Actually, no. I would have choked on my oat milk turmeric latte—it’s good for the baby, okay?—then told them to get checked for a head injury.
Because this? This domestic, vaguely couple-ish situation where I walk around his pristine penthouse wearing his old hoodies, while he monitors my hydration levels like a sentient water bottle? Where George, the angelic, culinary wizard he employs, ensures I’m eating healthy, and Leif has apparently taken it upon himself to manage my libido?
I’m not complaining about the latter one, I enjoy it very much. Best sex ever. No seriously, it is really good sex. Okay, it’s more like oral sex and the guy playing with my toys. I’ve yet to beg him for his cock, but every time I think we’re close to that I end up falling asleep. That’s a problem for another time.
This situation is obviouslynot exactly what I envisioned when I saw the two pink lines on that pregnancy test.
At some point, I need to remind him that this was not part of the plan. Of course, it’s hard to argue when I didn’t actually have a plan. My strategy was more of a doom spiral where I imagined myself raising this baby alone, surviving on dry cereal and existential dread.
Instead, I have this.
Leif, who’s somehow both my best friend and the reason I can’t think straight half the time. Who refuses to date me properly until I “fix my underlying issues,” whatever that means. Like I’m some kind of glitchy software that needs debugging before he’s willing to fully commit.
Not that he isn’t committed. It’s painfully obvious that he is—has been, for a long time. Something I don’t entirely understand, and yes, I am working through it with my therapist, thank you very much.
It’s not that I don’t love him. It’s more like . . . why can’t I trust love? Why can’t I believe that someone could love me without eventually deciding I’m too much work or too much of a disappointment?
So while I sort through that, I’m also trying to figure out my career, because as much as I love my job, hauling a baby around the world isn’t exactly practical when I’m only in one place for a few months at a time. So what if I have to adjust my five-year plan? It’s fine. Totally fine.
Which is exactly what I tell myself as I sit curled up on Leif’s obscenely expensive couch, flipping through a pregnancy book. The baby—currently the size of an avocado, which somehow makes them sound adorable and small—hasn’t moved yet.
According to this book, it should happen any day now.
Am I anxious about it? Absolutely. But Leif keeps telling me to be patient. Something about his youngest brother, Greyson, being a late bloomer. As if that’s the same thing. As if my baby refusing to kick isn’t just another thing to overthink at two a.m.
Across the room, Leif is in the kitchen, which should be alarming but isn’t. He’s just fixing a mid-morning snack, assembling something with the quiet focus of a man who takes even cheese distribution seriously.
Leif sets the plate down on the coffee table: apple slices, cheese, some kind of fancy nut situation.
“Eat,” he says, dropping into the armchair across from me, all long limbs and controlled exasperation.
I eye the plate. “I literally just had breakfast a couple of hours ago.”
“Yeah, and?”
“And I don’t need a second breakfast.”
His gaze flicks to my stomach, then back up.

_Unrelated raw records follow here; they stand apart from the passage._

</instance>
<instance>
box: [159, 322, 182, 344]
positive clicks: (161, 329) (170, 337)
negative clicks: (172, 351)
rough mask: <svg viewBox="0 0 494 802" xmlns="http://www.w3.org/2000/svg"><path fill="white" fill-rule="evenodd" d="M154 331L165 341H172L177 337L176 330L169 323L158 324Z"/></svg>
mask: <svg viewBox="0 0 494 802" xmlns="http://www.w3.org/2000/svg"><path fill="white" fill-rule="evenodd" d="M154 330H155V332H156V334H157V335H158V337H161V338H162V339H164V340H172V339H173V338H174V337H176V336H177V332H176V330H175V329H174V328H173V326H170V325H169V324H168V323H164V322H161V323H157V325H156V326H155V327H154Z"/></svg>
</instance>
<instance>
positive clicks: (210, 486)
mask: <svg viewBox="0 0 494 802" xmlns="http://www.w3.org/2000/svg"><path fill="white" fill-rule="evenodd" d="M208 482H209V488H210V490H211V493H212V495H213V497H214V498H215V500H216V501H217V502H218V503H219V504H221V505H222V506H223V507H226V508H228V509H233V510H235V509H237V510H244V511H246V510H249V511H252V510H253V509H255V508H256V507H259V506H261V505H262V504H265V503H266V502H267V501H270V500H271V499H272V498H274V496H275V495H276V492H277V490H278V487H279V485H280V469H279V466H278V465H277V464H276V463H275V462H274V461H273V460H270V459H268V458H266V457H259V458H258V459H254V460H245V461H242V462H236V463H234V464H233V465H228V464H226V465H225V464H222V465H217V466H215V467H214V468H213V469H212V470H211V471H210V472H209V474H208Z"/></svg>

He doesn’t say anything, but his jaw twitches in that Leif way that means,You think you have a say in this, but I’m about to win this argument anyway.
I huff and grab an apple slice. “You’re bossy.”
He leans back, stretching out those absurdly long legs, completely unbothered. “You’re bad at self-preservation. I still don’t know how you survived in the wild with these habits.”
I mutter something about overbearing goalies, but the truth is, he’s right. I do need to eat more. Not because I’m hungry, but because I’m growing a person. And Leif? He keeps track of everything I can tolerate. I’m not puking anymore, but nausea still lingers, making food a complicated enemy.
It terrifies me, how well he takes care of me.
Okay, a lot.
Because what happens if I let myself need him, really need him, and then one day, he decides it’s too much? That I’m too much? That he doesn’t love me the way he thinks he does?
I pick at the cheese, stomach twisting in a way that has nothing to do with nausea. Leif watches me with that quiet, intense focus of his, the kind that makes me feel like he sees things I haven’t even admitted to myself.
I hate it. I hate how effortless he makes this look—being here, being all in.
He doesn’t hesitate. Not once.
“Any plans for tomorrow?” he asks, voice low and lazy.